美しくも不条理で残酷な世界に引き込まれます

  • ★★★ Excellent!!!

初めに。
作中にモリオン、血赤珊瑚、セレナイトなどの言葉が効果的に使われています。
ぜひ、それぞれ検索されることをオススメします。
さらに彩り豊かになること請け合います。
また予想以上に危険な小説です。
この作者様は作風の振り幅が大きく、『イケメン妖怪が住むお屋敷でメイドとして働いています』のようなゆるふわあやかしほのぼの逆ハーレム日常系を書いたと思えば、今回のようなひたすら妖しい物語も書いてしまいます。

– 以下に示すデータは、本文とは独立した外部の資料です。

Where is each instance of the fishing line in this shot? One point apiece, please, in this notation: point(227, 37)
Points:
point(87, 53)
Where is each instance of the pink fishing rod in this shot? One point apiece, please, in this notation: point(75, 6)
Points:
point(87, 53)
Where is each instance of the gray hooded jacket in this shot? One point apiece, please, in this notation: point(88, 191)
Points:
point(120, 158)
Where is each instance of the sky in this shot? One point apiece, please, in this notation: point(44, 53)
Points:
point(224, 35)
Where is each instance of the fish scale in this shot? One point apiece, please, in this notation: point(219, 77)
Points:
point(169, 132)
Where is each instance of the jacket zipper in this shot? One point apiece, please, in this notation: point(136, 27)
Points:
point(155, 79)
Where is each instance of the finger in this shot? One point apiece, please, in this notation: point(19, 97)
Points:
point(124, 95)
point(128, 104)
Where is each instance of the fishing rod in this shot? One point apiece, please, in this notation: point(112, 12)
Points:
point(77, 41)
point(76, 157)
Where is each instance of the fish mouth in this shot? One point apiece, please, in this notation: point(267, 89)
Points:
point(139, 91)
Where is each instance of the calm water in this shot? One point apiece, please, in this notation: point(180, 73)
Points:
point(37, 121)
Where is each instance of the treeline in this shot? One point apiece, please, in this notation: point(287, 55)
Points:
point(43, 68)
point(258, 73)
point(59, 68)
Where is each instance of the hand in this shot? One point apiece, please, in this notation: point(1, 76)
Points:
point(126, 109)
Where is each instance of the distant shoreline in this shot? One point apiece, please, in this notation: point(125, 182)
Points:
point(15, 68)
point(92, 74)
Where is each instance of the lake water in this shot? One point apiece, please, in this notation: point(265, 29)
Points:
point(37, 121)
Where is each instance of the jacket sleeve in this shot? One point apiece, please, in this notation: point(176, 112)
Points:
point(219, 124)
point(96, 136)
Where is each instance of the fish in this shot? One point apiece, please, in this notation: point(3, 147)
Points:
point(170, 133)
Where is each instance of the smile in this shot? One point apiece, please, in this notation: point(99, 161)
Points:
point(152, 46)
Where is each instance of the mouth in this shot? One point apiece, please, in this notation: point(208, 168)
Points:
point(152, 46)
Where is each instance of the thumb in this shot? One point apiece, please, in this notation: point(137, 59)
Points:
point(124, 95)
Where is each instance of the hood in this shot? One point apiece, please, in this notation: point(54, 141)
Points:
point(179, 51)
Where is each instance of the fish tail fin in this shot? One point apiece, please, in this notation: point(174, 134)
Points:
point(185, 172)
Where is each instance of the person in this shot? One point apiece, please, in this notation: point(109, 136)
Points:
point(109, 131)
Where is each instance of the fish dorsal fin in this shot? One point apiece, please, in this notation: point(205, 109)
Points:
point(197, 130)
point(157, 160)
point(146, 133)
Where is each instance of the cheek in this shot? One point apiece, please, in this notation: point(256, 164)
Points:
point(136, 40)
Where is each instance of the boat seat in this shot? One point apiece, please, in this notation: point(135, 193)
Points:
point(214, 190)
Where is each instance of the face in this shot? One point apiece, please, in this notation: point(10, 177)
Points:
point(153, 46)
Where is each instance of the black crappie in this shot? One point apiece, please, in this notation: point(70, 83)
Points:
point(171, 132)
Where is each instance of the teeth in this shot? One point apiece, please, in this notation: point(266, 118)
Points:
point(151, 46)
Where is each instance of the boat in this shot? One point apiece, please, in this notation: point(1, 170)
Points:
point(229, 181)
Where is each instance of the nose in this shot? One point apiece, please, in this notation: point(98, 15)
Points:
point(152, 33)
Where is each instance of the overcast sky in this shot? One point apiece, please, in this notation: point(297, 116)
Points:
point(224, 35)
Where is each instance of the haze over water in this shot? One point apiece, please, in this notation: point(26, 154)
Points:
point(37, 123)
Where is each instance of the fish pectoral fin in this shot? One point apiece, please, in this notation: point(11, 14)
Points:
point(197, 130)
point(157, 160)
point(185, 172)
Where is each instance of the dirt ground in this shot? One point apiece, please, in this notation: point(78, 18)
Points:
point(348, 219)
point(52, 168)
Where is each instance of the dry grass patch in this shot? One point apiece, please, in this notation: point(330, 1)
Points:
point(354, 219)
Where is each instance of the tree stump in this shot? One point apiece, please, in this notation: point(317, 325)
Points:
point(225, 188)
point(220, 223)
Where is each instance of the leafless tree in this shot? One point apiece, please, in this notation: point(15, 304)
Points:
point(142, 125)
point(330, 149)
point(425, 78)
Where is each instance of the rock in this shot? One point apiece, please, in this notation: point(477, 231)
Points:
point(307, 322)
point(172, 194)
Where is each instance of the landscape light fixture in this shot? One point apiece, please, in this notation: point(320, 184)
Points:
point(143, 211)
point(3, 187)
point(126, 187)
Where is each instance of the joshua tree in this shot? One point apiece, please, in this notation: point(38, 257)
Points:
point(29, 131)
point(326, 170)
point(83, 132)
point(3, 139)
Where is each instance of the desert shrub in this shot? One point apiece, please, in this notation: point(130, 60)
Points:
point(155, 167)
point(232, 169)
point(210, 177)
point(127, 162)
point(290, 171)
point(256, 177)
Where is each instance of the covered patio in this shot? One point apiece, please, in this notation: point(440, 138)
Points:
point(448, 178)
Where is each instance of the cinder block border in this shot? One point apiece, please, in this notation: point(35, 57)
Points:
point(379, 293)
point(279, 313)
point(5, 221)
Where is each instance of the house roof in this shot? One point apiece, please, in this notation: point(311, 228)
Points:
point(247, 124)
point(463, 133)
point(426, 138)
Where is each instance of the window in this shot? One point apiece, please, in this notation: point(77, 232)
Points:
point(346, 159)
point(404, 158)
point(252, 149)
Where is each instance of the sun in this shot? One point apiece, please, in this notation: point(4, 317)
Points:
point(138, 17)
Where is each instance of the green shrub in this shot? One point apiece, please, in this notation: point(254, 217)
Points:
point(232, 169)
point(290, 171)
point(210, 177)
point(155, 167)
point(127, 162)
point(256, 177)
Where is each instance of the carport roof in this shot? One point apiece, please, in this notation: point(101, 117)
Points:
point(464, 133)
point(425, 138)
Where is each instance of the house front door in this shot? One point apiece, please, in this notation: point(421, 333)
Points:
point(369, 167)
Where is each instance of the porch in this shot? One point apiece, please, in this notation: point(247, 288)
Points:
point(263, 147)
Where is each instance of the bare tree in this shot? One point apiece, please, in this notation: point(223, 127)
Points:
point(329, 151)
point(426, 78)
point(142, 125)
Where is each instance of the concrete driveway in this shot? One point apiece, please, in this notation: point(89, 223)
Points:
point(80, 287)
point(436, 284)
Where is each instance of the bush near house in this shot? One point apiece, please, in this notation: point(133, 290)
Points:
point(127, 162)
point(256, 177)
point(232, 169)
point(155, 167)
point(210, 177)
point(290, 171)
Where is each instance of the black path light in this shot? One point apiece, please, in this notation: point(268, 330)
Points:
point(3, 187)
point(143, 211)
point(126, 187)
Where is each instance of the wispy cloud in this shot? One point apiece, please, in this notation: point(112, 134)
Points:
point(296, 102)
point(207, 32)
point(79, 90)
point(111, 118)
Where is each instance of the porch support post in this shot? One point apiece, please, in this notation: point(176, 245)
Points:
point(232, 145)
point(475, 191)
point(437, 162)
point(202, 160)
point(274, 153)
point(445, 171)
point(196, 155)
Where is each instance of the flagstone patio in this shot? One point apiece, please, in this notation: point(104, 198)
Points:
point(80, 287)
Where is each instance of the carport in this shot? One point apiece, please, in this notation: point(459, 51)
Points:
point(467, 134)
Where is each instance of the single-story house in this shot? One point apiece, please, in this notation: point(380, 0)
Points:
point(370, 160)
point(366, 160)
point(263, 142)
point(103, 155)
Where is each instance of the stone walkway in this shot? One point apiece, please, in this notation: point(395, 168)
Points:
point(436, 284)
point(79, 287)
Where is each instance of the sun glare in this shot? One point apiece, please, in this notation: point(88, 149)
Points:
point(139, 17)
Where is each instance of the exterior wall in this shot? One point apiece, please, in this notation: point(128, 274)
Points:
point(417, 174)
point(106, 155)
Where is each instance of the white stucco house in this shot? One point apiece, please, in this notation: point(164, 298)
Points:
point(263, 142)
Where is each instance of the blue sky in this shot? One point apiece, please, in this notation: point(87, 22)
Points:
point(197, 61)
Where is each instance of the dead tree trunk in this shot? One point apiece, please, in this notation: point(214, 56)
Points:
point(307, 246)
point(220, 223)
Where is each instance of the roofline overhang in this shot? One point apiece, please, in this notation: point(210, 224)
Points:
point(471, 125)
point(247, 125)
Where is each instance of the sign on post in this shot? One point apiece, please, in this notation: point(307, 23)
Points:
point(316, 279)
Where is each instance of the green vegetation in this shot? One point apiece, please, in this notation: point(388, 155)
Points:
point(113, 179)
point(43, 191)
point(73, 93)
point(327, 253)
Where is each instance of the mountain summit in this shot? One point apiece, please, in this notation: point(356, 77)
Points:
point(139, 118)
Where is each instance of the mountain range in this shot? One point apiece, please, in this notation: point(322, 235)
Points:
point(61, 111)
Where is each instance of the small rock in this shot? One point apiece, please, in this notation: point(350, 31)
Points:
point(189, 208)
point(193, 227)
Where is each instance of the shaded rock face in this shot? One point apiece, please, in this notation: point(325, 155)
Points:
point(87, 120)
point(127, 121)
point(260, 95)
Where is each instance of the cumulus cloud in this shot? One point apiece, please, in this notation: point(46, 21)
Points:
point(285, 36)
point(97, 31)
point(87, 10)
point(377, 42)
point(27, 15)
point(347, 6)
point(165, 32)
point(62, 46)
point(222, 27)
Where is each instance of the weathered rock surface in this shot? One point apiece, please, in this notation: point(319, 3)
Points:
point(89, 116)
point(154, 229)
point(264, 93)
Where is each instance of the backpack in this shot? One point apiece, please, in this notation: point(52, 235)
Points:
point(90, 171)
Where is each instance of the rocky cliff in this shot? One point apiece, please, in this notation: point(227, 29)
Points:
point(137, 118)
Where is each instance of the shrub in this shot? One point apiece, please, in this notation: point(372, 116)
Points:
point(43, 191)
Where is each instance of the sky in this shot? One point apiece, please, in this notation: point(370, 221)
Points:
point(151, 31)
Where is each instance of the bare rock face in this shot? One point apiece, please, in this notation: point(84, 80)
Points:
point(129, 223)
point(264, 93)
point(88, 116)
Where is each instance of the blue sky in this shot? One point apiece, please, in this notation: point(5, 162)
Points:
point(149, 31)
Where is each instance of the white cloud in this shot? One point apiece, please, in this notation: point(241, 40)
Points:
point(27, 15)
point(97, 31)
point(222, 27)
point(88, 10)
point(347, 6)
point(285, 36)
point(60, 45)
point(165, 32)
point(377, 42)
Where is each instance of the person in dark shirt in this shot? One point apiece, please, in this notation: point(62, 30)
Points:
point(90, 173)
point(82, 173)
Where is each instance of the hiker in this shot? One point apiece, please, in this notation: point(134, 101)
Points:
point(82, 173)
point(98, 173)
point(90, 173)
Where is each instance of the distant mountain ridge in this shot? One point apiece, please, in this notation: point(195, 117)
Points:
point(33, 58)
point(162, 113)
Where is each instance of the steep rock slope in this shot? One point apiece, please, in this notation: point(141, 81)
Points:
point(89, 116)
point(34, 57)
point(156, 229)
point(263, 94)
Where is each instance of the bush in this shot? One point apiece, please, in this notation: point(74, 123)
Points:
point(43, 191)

残酷ではあるのですが目をそむけたくなる残酷さではなく、なぜか美しいのです。
もしくは美しさとは残酷さなのかと思うほどです。
さて、ストーリーですが読んだ人の数だけ答えがあります。
どちらかというと、正しい間違っているを考えるのではなく、この危うい世界の美しさを堪能するのが答えではないかと。
しかし、一読しただけではアレッ? と思い僕は何回も読み返しました。
そうさせる力があります。
そうしてこの世界にハマってしまうのです。